Isländer-Sagas

Jenes gutgemeinte Beginnen der Ehrenrettung unserer heidnischen Vorfahren entspringt der richtigen Erkenntnis, daß doch schließlich auch die Germanen, denen Mogk „tiefe Religiosität“ als „einen wesentlichen Zug ihres Charakters“ zuspricht eine religiöse Eigenentwicklung vor ihrer gewaltsamen Einfriedung in das völkerumspannende Christentum gehabt haben müssen, eine Eigenentwicklung, die der ethischen und kulturellen Höhe ihres Heidenlebens entspricht. Und Kultur hatten diese Heiden. „Wer glaubt, den Germanen sei Kultur erst durch das Christentum zugeführt worden, ist einseitig unterrichtet. Aber solche Versuche religiöser Ehrenrettung der seit alters her verlästerten „Barbaren“ verfallen jenem Fluche der Lächerlichkeit, solange nicht zuerst das Wesen, das Menschentum der heidnischen Germanen erfaßt und dieses als kritischer Maßstab an die schriftlichen Überlieferungen, die wir über die schriftlose Kultur der Vorzeit besitzen, gelegt wird.

Der Gott der lieblosen Macht und die Flammen der Zeitenwende

Er ist es, der im Heldenlied „Zwist sät unter Verwandte“, der „zwischen Schwäger Schuldrunen warf“, der „über alles Unheil waltet“, der den Bruder zum Mord am Gatten der Schwester bestimmt, und den Mordspeer leiht (Helgisage Dag. vgl.

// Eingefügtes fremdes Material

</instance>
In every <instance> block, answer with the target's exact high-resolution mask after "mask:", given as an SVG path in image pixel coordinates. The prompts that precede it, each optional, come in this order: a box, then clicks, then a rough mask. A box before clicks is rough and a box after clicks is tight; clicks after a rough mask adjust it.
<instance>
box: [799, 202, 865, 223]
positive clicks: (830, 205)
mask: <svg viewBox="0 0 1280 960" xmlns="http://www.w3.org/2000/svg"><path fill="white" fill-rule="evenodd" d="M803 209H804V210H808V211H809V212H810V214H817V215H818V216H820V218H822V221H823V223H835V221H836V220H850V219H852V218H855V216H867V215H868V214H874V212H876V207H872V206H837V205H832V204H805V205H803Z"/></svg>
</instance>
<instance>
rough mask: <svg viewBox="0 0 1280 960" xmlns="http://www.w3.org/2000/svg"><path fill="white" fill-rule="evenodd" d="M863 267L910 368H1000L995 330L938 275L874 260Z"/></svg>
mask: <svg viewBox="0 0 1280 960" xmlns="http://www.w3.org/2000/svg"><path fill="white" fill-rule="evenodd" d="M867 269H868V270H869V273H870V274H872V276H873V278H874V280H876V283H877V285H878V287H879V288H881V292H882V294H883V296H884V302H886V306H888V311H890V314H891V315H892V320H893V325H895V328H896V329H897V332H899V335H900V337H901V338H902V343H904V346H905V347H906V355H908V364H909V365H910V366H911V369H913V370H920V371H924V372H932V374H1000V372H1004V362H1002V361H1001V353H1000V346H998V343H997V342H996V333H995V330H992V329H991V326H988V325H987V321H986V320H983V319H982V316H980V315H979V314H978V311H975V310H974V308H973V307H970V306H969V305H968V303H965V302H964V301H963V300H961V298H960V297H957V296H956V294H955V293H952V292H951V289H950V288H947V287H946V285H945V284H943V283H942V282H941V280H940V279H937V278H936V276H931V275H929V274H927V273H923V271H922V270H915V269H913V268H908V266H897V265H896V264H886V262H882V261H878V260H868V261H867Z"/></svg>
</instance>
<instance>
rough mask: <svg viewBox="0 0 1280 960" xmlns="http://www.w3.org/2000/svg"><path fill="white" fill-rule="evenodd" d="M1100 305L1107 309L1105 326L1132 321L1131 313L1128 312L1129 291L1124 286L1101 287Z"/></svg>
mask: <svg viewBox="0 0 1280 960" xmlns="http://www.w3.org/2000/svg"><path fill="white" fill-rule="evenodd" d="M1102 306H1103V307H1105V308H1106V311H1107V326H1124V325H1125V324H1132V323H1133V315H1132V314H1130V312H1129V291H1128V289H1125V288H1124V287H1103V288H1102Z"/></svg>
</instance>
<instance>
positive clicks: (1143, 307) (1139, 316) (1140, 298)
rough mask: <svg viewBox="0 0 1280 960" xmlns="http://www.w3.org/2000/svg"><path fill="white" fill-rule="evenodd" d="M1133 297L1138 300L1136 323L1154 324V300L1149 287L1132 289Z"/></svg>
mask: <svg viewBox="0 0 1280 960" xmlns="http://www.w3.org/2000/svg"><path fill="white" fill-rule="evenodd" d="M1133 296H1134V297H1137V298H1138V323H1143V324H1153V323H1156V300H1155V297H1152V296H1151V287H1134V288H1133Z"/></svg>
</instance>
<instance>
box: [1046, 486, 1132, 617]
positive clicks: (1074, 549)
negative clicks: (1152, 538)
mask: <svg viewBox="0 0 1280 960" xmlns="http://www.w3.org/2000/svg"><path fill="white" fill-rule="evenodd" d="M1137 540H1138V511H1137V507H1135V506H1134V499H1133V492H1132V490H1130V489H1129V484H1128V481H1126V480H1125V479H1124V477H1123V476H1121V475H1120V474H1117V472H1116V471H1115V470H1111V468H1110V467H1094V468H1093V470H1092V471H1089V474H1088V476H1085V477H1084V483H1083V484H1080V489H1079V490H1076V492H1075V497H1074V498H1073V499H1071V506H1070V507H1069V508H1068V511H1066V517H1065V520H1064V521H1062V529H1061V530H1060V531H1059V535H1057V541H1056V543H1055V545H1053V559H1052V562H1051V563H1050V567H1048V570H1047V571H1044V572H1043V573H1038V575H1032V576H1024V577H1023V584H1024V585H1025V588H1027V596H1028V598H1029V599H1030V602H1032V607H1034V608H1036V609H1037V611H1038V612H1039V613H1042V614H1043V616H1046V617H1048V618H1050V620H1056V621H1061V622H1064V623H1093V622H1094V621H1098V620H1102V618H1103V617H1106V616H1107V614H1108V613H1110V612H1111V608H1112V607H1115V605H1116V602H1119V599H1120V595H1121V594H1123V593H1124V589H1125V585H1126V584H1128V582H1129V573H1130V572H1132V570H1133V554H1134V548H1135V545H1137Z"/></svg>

Knudsen), und der als „Mann vom Berge“ oder Hnikarr den zur Vaterrachetat segelnden Sigurd anruft und mitfahren will. Dieser Odin ist in Wahrheit der Geist dieser Zeit, die an ihrer eigenen Zwiespältigkeit leidet – und schon in Zauberschlaf sinkend – mit letzter Kraft in der Walhall ihres Ruhmes ihre Helden sammelt zu einem letzten Kampf, der tragisch ausgeht.